Review: David Goldblatt and Johnny Acton – How to Watch the Olympics (Profile Books LTD, 2011)

For this review, I’ve turned my attention to sport. Maybe being a runner for over 3 years has sub-consciously inspired me to take an interest in athletic activity, or I’m just being timely for the Summer’s Olympic Games.

Preparation

Although this book was written for the London 2012 Games, this doesn’t make it an obstacle in learning more about Olympic sports. It’s easy to ignore the specific references and learn the rules and histories of each athleticism.

Speaking of which, a lot of preparation has gone into the research of each sport’s origins and defining moments, and a lot of precision has gone into the clear and fun way it’s told.

Two standout moments wait at the end of the book: the appendices on discontinued Olympic sports and all the previous Games (excluding London 2012). These paragraphs may bee tiny, but the information on offer is fulfilling.

Pick and choose

There’s no denying the authors have done a great job of laying out the facts.

But the facts have been laid out using the same outline for each sport, and this can begin to feel tedious before your chapter count reaches double digits.

If you want to be clued-up on every Olympic sport, then it’s worth reading the book in its whole and enduring the formulaic approach as best as you can. Otherwise it’s worth picking and choosing which sports you want to be more knowledgeable about, and reading these chapters only.

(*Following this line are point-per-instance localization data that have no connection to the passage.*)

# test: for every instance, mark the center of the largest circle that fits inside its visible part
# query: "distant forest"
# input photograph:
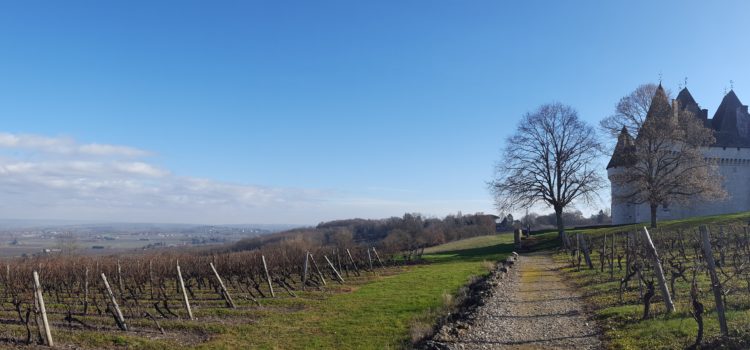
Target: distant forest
(409, 233)
(412, 232)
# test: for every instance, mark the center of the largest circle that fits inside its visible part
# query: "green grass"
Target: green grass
(621, 321)
(375, 315)
(671, 225)
(387, 310)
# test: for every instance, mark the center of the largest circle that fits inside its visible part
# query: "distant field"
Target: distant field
(382, 310)
(621, 320)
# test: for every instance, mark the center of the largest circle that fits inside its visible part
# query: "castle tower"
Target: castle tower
(622, 157)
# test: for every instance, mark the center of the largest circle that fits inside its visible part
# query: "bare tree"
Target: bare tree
(668, 165)
(551, 159)
(630, 111)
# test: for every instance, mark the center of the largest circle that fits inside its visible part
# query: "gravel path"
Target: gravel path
(532, 308)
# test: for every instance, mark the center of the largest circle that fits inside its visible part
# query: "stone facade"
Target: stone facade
(731, 151)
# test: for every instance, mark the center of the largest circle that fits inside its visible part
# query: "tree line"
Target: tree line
(553, 158)
(410, 233)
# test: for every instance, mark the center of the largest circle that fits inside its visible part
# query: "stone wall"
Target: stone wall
(734, 166)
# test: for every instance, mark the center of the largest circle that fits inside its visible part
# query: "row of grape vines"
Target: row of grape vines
(136, 292)
(703, 270)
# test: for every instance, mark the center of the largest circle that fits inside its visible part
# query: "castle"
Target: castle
(731, 152)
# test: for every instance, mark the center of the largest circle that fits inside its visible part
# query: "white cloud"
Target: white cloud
(59, 178)
(66, 146)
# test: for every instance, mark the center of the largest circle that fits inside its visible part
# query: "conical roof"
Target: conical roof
(687, 103)
(727, 109)
(624, 154)
(659, 105)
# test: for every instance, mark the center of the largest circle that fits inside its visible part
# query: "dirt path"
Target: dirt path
(531, 309)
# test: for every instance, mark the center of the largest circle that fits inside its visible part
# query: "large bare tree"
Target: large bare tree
(630, 111)
(668, 164)
(551, 159)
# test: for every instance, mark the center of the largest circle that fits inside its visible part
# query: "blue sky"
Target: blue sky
(298, 112)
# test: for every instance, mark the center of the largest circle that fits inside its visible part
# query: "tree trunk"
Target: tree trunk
(561, 228)
(658, 271)
(715, 282)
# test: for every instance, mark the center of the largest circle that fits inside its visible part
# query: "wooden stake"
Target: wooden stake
(377, 257)
(658, 270)
(369, 259)
(356, 269)
(151, 277)
(119, 280)
(304, 272)
(338, 276)
(586, 253)
(320, 274)
(43, 309)
(224, 291)
(184, 291)
(715, 282)
(268, 277)
(118, 313)
(86, 291)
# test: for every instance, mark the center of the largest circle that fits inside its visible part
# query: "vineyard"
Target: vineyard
(682, 287)
(166, 296)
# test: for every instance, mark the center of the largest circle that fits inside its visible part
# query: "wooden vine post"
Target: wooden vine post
(304, 270)
(86, 291)
(121, 285)
(715, 282)
(658, 270)
(118, 313)
(377, 257)
(356, 269)
(224, 291)
(369, 259)
(40, 302)
(586, 252)
(315, 264)
(338, 276)
(268, 277)
(184, 292)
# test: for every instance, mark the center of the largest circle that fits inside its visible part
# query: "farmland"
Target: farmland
(370, 307)
(622, 281)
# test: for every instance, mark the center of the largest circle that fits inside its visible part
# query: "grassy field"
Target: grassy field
(386, 310)
(380, 313)
(621, 321)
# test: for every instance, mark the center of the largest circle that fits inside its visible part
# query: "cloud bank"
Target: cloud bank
(59, 178)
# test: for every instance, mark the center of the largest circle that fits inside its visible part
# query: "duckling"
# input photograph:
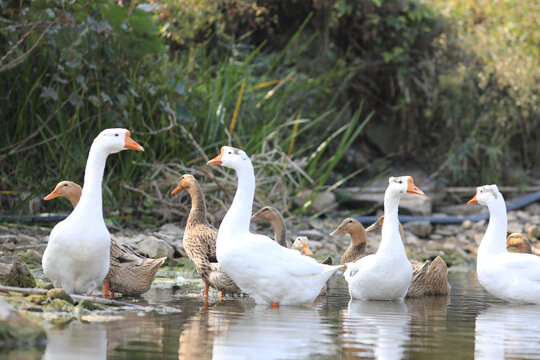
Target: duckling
(519, 243)
(274, 217)
(429, 277)
(130, 274)
(200, 240)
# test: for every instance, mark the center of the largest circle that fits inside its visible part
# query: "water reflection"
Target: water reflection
(77, 341)
(376, 328)
(257, 332)
(508, 331)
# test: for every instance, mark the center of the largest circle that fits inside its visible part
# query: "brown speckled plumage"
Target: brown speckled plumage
(429, 277)
(200, 239)
(129, 273)
(357, 247)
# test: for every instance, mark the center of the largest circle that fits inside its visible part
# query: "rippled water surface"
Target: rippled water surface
(468, 323)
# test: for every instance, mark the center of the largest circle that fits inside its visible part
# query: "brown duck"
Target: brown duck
(200, 240)
(129, 274)
(429, 278)
(274, 217)
(518, 242)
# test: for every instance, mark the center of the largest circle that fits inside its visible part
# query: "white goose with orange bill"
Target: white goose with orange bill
(77, 255)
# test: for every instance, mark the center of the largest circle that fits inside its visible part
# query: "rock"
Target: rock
(155, 248)
(533, 232)
(31, 256)
(58, 294)
(419, 228)
(312, 234)
(88, 305)
(467, 224)
(36, 298)
(415, 205)
(14, 272)
(16, 329)
(323, 201)
(59, 305)
(172, 229)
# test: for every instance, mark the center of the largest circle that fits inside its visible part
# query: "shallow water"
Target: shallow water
(468, 323)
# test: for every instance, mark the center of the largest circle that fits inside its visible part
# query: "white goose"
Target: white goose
(387, 274)
(77, 255)
(267, 271)
(509, 276)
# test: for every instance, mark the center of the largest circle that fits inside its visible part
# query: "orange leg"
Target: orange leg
(106, 290)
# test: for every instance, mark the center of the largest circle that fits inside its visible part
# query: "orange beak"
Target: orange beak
(217, 159)
(473, 200)
(411, 188)
(129, 143)
(177, 190)
(306, 249)
(53, 195)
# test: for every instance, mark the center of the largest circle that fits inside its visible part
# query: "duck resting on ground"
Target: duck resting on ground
(77, 256)
(387, 274)
(267, 271)
(519, 243)
(429, 277)
(130, 274)
(274, 217)
(200, 240)
(513, 277)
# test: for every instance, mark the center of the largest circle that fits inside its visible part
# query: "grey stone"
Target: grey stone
(155, 248)
(15, 328)
(14, 272)
(533, 232)
(419, 228)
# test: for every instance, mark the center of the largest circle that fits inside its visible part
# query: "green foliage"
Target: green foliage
(101, 65)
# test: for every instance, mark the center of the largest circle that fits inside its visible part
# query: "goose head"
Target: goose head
(519, 242)
(485, 195)
(267, 213)
(68, 189)
(302, 244)
(116, 140)
(348, 226)
(401, 185)
(230, 157)
(185, 182)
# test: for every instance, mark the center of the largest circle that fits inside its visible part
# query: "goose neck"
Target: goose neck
(91, 196)
(238, 217)
(391, 239)
(494, 240)
(197, 213)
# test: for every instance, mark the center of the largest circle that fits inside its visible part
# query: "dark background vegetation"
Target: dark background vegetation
(340, 89)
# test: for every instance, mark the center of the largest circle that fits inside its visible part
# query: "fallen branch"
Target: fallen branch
(75, 297)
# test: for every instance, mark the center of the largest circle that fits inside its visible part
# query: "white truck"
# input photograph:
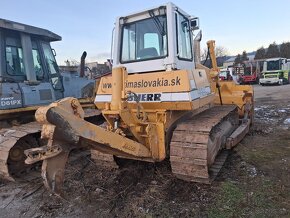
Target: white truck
(275, 71)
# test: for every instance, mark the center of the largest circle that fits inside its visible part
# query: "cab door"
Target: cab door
(53, 70)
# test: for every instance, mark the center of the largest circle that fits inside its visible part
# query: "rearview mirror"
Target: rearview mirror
(194, 23)
(53, 52)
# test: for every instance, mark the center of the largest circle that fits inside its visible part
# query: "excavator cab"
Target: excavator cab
(29, 78)
(29, 74)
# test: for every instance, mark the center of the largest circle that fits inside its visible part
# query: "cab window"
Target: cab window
(184, 47)
(14, 56)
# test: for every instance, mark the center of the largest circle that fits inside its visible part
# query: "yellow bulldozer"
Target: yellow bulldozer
(160, 102)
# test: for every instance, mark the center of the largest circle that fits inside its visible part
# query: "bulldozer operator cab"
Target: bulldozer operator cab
(155, 40)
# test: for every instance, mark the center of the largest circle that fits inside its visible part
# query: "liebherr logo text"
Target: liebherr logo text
(148, 83)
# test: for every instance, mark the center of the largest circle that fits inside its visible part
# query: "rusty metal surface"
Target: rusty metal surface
(195, 144)
(13, 142)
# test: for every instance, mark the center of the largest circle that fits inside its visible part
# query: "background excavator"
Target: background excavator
(29, 78)
(159, 103)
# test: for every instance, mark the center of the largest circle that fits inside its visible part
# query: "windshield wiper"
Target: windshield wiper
(157, 23)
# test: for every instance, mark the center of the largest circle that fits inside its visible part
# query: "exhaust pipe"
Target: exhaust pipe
(82, 66)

As rules and terminologies are explained at a fast pace, it helps to open How to with a fierce determination to learn more. Reading with a casual mind may leave you feeling stranded.

What you want

With so much detail stuffed into one routine, it’s best to read How to Watch the Olympics with a good idea of what you want out of it. No matter how much of the book you choose to read, it’s impossible you won’t learn something about sport.